The Random forest model will be the only model progressed, it will be rebuilt on the full dataset and then used to predict the damage grade of the test data. The f1 score will again be used to evaluate how well the model performs in predicting the grades. 

The f1 score in the output below shows that the model performs equally as well on the test data as it did on the training data.
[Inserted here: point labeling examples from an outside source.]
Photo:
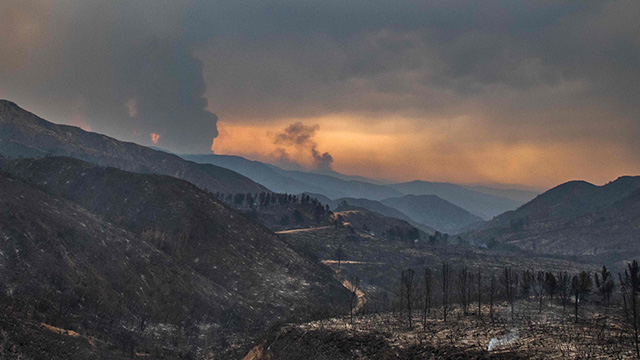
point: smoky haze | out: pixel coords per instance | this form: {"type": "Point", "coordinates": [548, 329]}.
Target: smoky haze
{"type": "Point", "coordinates": [122, 68]}
{"type": "Point", "coordinates": [537, 89]}
{"type": "Point", "coordinates": [301, 138]}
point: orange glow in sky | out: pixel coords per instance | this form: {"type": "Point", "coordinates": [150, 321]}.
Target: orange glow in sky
{"type": "Point", "coordinates": [399, 151]}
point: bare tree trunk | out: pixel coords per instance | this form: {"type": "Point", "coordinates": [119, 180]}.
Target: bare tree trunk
{"type": "Point", "coordinates": [427, 297]}
{"type": "Point", "coordinates": [445, 289]}
{"type": "Point", "coordinates": [479, 289]}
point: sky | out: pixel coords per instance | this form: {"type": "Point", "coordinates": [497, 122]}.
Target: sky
{"type": "Point", "coordinates": [496, 92]}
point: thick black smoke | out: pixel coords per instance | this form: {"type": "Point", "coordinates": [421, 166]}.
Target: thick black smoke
{"type": "Point", "coordinates": [127, 68]}
{"type": "Point", "coordinates": [301, 136]}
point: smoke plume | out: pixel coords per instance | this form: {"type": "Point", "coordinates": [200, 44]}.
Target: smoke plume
{"type": "Point", "coordinates": [300, 137]}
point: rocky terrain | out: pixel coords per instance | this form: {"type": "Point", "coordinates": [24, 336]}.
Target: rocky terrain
{"type": "Point", "coordinates": [118, 255]}
{"type": "Point", "coordinates": [23, 134]}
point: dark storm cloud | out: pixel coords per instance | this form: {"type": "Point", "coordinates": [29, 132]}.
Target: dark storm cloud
{"type": "Point", "coordinates": [427, 58]}
{"type": "Point", "coordinates": [126, 67]}
{"type": "Point", "coordinates": [532, 69]}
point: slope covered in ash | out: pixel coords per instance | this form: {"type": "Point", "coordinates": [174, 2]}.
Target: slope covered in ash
{"type": "Point", "coordinates": [23, 134]}
{"type": "Point", "coordinates": [151, 249]}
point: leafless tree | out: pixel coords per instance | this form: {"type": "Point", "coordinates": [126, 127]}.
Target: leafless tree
{"type": "Point", "coordinates": [581, 285]}
{"type": "Point", "coordinates": [492, 293]}
{"type": "Point", "coordinates": [632, 276]}
{"type": "Point", "coordinates": [410, 286]}
{"type": "Point", "coordinates": [462, 286]}
{"type": "Point", "coordinates": [564, 282]}
{"type": "Point", "coordinates": [426, 306]}
{"type": "Point", "coordinates": [537, 285]}
{"type": "Point", "coordinates": [604, 284]}
{"type": "Point", "coordinates": [624, 286]}
{"type": "Point", "coordinates": [446, 273]}
{"type": "Point", "coordinates": [510, 284]}
{"type": "Point", "coordinates": [479, 289]}
{"type": "Point", "coordinates": [353, 297]}
{"type": "Point", "coordinates": [550, 285]}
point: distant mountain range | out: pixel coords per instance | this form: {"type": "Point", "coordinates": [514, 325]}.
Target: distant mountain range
{"type": "Point", "coordinates": [484, 202]}
{"type": "Point", "coordinates": [478, 203]}
{"type": "Point", "coordinates": [433, 211]}
{"type": "Point", "coordinates": [575, 218]}
{"type": "Point", "coordinates": [23, 134]}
The confusion matrix shows that the model has the lowest accuracy predicting grade 3 and this would likely be a part of my focus in a different scenario to help increase the scores.

In [None]:
# Build the random forest on the full training data
rf = RandomForestClassifier() # instance
rf.fit(x_train, y_train) # fit model
y_pred = rf.predict(x_test) # predict on test

# Calculate confusion matrix
con_mat = confusion_matrix(y_test, y_pred)
con_mat = con_mat / con_mat.astype(np.float).sum(axis=1)

# Evaluate model
print("F1 Score: %f " % f1_score(y_test, y_pred,average='micro'))

# Plot Model
plt.figure(figsize = (12,6))
ax = sns.heatmap(con_mat, annot = True)
plt.title("Confusion Matrix")
plt.show()

# Clear objects
del rf, y_pred, con_mat, ax

<a id="section-seven"></a>
## Conclusion

This task was used as an opportunity to explore python to build a predictive supervised learning model. There were many aspects of the analysis which could have been extended such as a more extensive feature engineering, applying dimensionality reduction and hyperparameter turning. That said, without this an f1 score of 89.4% isn't that bad. If you have made it this far, I hope you enjoyed reading it, I certainly have enjoyed learning.